As I was talking about some of the scale improvements that we have done as part of SP1 this is the current scale number that we have supported for SP1. so DPM, 1 DPM server can support up to 800 VMs each of which are 100GBs each. We support any size clusters with a scale out model whereby we use multiple DPM servers that are actually bigger in number more than 800. we also provide the feature to exclude the page files in order to achieve efficiency it is a new feature that we have provided for whereby in order to achieve efficiency of backup storage we can exclude the page file during backups. Now, how is that accomplished, you can provide the page file to the DPM server and move it to a separate VHD like a scratch VHD and thereby DPM will back up only the page file as part of the initial application but not as part of the subsequent delta application.

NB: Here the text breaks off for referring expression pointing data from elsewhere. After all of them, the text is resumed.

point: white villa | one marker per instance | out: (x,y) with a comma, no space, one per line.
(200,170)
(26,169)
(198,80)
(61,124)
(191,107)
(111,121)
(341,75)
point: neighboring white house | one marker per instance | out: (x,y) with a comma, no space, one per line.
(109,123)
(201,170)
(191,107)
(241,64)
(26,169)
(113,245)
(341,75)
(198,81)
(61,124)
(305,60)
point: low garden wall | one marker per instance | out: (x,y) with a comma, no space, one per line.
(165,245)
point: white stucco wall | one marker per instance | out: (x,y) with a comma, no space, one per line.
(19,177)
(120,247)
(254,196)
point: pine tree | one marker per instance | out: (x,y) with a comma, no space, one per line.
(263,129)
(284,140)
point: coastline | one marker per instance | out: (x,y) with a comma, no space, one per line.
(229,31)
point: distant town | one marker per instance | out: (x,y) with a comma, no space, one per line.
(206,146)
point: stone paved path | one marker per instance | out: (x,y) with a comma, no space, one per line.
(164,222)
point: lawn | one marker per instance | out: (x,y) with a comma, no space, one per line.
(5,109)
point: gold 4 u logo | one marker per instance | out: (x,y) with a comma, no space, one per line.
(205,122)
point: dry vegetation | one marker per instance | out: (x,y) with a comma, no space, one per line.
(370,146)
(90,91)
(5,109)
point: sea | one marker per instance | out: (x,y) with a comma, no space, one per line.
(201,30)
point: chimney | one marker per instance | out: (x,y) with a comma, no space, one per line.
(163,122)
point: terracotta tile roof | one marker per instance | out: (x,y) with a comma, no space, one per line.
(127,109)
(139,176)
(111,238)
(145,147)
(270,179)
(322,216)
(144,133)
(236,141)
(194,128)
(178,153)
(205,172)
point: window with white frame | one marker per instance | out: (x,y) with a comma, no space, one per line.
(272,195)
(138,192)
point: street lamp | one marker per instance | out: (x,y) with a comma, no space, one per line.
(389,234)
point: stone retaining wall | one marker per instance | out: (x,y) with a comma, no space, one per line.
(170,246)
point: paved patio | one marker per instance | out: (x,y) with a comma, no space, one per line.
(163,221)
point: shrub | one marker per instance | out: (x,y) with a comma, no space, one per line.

Now the question then comes as to what is the scale out story for DPM given that Windows 2012 supports a scale of 4000 VMs for a 64 node cluster. Well DPM has a scale out model whereby we can support a 64 node cluster with 4000 VMs with 5DPM servers in other words each DPM will protect 800 VMs and the 5 DPM servers together will protect 4000 VMs on a 64 node cluster. Multiple DPM servers can protect the same cluster and therefore there is no requirement that you assign one DPM to one cluster as long as you know the scale numbers are evenly distributed across the DPM servers then we are good.
So it’s very integrated into the current workflows, it is a new online service so the ability of DPM as a cloud facing application has also been added as part of this, so how does it work? As I said someone subscribes to an online service, he deploys the DPM-A bits on the DPM server, registers DPM with the online service and then he can go about creating backups just like he would in the private cloud space. So it’s a seamless workflow that is also Azure facing.